Banding together is the best way to face the headwinds faced by rural colleges—from declining enrollment to rising operational costs, Chancellor Garcia said. By sharing students and programs, CCCS’s rural colleges can expand learning options while generating more revenue.

“There’s no reason as student in a rural community should have less opportunity than a student in an urban community to take advantage of quality instruction,” he said. “Let’s all come together to make the rural communities we live in better and stronger.”

‘Our Communities Need It’

To understand a real-world application of the Rural College Consortium, summit attendees discussed ways to offer more shared night and weekend learning options.

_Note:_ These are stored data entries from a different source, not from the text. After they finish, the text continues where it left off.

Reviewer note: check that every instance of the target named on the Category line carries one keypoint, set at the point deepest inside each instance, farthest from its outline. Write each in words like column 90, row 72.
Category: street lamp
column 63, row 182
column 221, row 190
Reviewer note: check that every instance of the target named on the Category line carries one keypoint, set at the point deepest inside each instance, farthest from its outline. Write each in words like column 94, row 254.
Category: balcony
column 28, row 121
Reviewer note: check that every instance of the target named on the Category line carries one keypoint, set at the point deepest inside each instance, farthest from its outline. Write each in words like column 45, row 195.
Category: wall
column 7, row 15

Several colleges already run successful programs that could be scaled statewide. Lamar Community College (LCC) and Pueblo Community College (PCC), for example, have leveraged technology to teach students from their satellite campuses at the same time. Morgan Community College recently launched a Weekend College program in early childhood education and general studies that meets for three to five hours every Saturday. Thanks to a $25,000 boost from a CCCS Lumina grant, the college will soon roll out $100 stipends for all participating students and bulk up their food pantry that is open seven days a week.

Other colleges are already working together to boost enrollment. Collaborating with Otero College, Trinidad State College (TSC) created a hybrid nursing program where students take courses at night and meet for clinical labs every other weekend. Participation has steadily climbed from four students to 40 this fall.

“A big bonus has been for the medical facilities. Now, they have staff on the weekends thanks to our students,” said Lynette Bates, TSC’s vice president of academic affairs. “As a rural college kid, I know our economies need it, and our communities need it.”

Colorado Northwestern Community College (CNCC) is focused on ramping up off-hour services, said Keith Peterson, vice president of instruction at the Craig campus. CNCC now keeps libraries and tutoring spaces open longer to ensure students get support around the clock. As a residential college, they’re also improving campus life to help students stay connected and fulfilled.

“We have hundreds of students that live on our property, and that’s their home for the nine months out of the year,” Peterson said. “We need to get students out and give them recreation opportunities as well as mental wellness opportunities.”

As a rural college kid, I know our economies need it, and our communities need it.
Lynette Bates, Vice President of Academic Affairs at Trinidad State College


‘Making Things Better’

After meeting with colleagues from their functional areas, such as financial aid and marketing, college staff regrouped to discuss insights and next steps.

The conversations laid the groundwork for new processes as rural colleges undergo unprecedented collaboration, said Dr. Linda Lujan, the former president of LCC who is helping lead the Rural College Consortium project. She commended the college staff for embracing change and new possibilities.

“The collaboration you bring to your jobs every single day is beyond compare,” she said. “We’ve got some wonderful ideas, and—more importantly—we have some incredible people to make things even better for rural students and rural communities.”